Lawyers who specialize in civil litigation spend most of their days writing. We have heard it said that U.S. lawyers, collectively, are the highest-paid professional writers in the country and there might be truth to that.
Some lawyers get playful with language. A federal judge made up a word and, over time, others adopted the word and it became an accepted word now in at least some dictionaries.There are stories of judicial clerks challenging one another to insert an obscure word in a judicial opinion, for example.
We had to wonder if the appearance of the fairly obscure word, “sclerotic,” in a recent opinion by Sr. U.S. District Court Judge Paul A. Magnuson (D. Minn.) was inserted playfully (though the word was completely appropriate in context).
Judge Magnuson was addressing the argument of a litigant disappointed by the result of her arbitration. After having lost, the litigant discovered that the “chair” of the arbitration panel had mediated a dispute that involved her adversary some time before, which the “chair” had failed to disclose earlier.

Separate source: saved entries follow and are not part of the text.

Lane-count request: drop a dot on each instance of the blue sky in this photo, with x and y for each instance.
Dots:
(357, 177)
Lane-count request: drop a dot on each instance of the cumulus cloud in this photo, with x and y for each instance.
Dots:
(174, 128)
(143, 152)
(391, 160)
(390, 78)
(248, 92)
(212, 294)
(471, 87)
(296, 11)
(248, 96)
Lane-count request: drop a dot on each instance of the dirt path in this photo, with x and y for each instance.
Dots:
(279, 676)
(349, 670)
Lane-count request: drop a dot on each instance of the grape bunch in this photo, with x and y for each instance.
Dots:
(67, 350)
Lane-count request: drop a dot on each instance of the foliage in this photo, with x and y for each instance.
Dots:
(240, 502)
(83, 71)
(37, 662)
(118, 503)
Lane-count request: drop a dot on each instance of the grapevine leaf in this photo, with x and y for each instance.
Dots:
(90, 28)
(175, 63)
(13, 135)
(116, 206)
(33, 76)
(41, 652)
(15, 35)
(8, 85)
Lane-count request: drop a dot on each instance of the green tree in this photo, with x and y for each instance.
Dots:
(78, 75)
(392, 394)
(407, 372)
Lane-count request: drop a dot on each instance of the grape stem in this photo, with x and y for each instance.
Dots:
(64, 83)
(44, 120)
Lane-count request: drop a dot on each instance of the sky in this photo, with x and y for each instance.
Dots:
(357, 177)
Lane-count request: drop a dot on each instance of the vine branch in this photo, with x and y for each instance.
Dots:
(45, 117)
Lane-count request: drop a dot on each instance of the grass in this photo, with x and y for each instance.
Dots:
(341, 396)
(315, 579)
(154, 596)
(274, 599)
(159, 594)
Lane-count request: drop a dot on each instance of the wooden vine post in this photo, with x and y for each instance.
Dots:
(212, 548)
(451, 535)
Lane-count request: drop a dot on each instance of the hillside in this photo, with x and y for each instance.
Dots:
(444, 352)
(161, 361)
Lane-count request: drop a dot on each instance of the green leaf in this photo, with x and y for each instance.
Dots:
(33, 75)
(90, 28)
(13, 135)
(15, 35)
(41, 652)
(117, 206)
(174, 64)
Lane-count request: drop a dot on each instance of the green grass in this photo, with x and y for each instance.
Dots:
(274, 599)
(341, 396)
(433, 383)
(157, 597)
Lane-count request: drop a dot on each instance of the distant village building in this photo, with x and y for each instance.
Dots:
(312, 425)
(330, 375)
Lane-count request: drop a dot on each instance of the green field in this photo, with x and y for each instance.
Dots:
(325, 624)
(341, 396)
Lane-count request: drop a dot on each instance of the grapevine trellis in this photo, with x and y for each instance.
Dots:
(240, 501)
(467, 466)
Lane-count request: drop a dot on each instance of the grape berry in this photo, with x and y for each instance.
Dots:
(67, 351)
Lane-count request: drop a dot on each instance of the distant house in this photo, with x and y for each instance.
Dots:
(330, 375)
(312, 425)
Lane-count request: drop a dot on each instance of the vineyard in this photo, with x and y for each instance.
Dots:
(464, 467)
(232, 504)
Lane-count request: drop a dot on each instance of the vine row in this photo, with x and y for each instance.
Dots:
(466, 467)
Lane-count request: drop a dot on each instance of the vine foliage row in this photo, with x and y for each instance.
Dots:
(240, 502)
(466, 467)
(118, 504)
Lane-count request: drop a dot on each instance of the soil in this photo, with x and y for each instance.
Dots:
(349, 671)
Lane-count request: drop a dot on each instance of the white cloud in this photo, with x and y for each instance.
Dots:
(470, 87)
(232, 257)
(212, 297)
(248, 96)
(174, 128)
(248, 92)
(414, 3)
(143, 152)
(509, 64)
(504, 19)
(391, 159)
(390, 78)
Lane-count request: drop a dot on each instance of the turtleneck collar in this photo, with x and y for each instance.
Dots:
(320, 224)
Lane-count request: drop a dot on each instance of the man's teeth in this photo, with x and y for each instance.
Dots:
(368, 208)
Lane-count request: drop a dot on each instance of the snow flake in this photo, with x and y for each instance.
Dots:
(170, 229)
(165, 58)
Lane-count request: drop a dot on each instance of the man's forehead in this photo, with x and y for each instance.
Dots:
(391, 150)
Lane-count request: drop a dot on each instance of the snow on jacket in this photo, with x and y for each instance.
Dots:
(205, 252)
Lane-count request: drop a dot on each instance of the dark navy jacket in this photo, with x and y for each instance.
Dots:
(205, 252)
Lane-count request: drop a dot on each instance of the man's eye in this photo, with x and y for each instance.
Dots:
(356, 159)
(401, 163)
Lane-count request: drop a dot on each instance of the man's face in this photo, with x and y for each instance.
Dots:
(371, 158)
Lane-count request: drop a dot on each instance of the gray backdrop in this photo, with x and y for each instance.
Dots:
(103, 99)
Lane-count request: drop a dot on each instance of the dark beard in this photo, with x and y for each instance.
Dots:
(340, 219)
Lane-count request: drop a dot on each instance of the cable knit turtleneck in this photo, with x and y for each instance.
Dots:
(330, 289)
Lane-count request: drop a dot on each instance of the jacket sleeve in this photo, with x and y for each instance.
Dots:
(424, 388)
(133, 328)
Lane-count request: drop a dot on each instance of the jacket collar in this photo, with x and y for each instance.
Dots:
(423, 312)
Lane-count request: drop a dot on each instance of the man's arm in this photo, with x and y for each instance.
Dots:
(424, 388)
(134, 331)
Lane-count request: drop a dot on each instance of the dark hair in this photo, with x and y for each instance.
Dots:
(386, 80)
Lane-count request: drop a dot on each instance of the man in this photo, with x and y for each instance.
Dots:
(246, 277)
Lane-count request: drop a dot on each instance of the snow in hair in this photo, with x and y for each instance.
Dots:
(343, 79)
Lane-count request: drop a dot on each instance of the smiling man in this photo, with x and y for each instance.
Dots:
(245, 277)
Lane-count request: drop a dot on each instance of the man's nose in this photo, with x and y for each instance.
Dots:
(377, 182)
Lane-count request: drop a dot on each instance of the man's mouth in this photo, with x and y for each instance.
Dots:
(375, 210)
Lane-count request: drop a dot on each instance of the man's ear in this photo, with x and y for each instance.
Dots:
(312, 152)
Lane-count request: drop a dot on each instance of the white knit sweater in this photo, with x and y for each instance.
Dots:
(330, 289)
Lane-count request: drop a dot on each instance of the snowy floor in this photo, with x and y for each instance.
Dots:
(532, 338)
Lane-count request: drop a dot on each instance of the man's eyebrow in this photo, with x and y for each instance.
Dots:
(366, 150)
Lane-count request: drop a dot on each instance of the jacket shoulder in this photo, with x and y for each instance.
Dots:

When confronted with the fact that the “chair” had actually disclosed six previous arbitrations that he had been involved in with the respondent, Morgan Stanley Smith Barney, and challenged with the fact that the objecting party did not identify any hint of misconduct, she pointed to a 1968 U.S. Supreme Court case which, she argued, was absolute and categorical. “the [1968 Supreme Court] decision sets forth a black-and-white rule: failure to disclose means evident partiality and vacatur of the award.”
Her position that the law on this issue is sclerotic and may only be refined by the Supreme Court is not supported by either subsequent caselaw or by our legal system’s precedent-based jurisprudence, which relies on the evolution of legal principles through subsequent interpretations of Supreme Court opinions.
Hooray for the memorable use of an obscure word! Let’s hope some judicial clerk won a bet by getting the word inserted into the decision.